A new line editor might nix that, destroying his author voice (if he wasn’t, you know, Sir Pratchett). You HAVE to be careful about who you work with and what suggestions you take, and that can be hard if you don’t study the rules yourself.Which then leads to the question of, if you know the rules that well, do you need them? (Answer, if you can afford it and want to write faster – yes!).

Beta Reading – this isn’t technically editing, but a last review of your work before it publishes. It’s to get an idea if there are major things you are missing or need fixing, but some people advocate for beta reading rather than dev editing since some of the same areas are covered by good beta readers.

Issue with most beta reading is finding people who will do it and do it well since mostly, beta reading is either unpaid or very cheaply paid.

Proofreading – again, not really editing but a last (paid) review of your work to make sure nothing major is missed. Note that some proofers step into the line editing side of things, but they are NOT paid to do that.

Ways to Get Editing Done without Paying a Lot

1) Self-Editing

This is hard if you don’t know what you don’t know. However, there are numerous books teaching you how to self-edit. All of us have trad pub books, which if you pay attention to will show you basic things like punctuation, formatting, etc. There’s numerous internet articles about ‘common editing mistakes’. 

Within self-editing, there are numerous tricks too to get it done right:

  • setting work aside to get fresh eyes on it (a month works best I found)
  • reading aloud
  • using software to read aloud to you
  • reading backwards (more for proofing)

2) Exchange of services

Are you good at something in the author business? Writing blurbs? Formatting? Cover editing? Or maybe you know some authors who are starting out too. Exchange work with others so you can get editing and beta reading done. You’ll be surprised how many people are willing to do the above. And how many authors I know who end up doing editing because that pays the bills while they write their own work.

3) Partial edit

Got a short story written? Got the first few chapters? Try getting that professionally edited instead of an entire novel. Much cheaper and you can learn what you do wrong, and fix that in future books.

4) New editors

In this case, you’re looking to use very new editors – those in school, individuals living in other (non-Western) countries. Quality here might be subjective and you’d have to test them significantly to see if they are up to standards, but you can find good people this way.

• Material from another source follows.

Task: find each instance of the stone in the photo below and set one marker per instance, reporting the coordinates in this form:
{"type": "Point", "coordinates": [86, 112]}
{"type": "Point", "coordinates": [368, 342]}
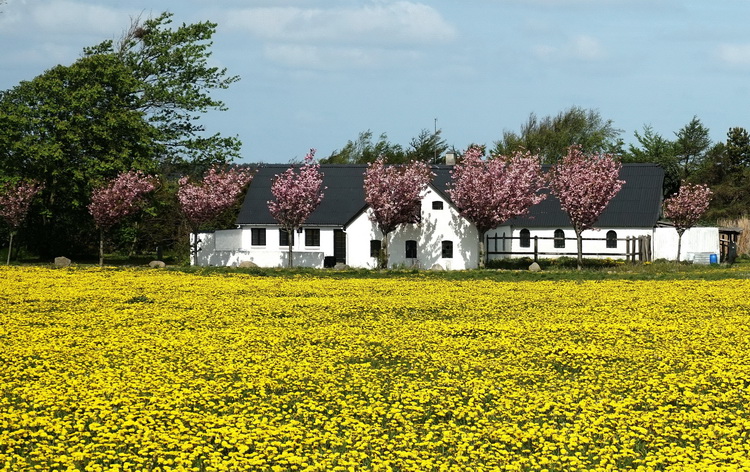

5) Publish in non-picky markets

Web serials for example published in places like Royal Road or Webnovel have readers that are much more forgiving than Amazon or other ‘professional’ locations. Pre-publishing in those locations can offer opportunities to make money (e.g. Patreon or kofi donations) and often have readers who are willing to pick at your text to help you fix issues.

And that’s all I have.

One last thing – again, reminder that you can publish and potentially do well in hot genres without editing. The market is certainly much harsher in established genres and there is a minimum requirement, but it is lower than many people think. 

While editors can and do make work better, if you have the choice of publishing or not, I’d recommend the first.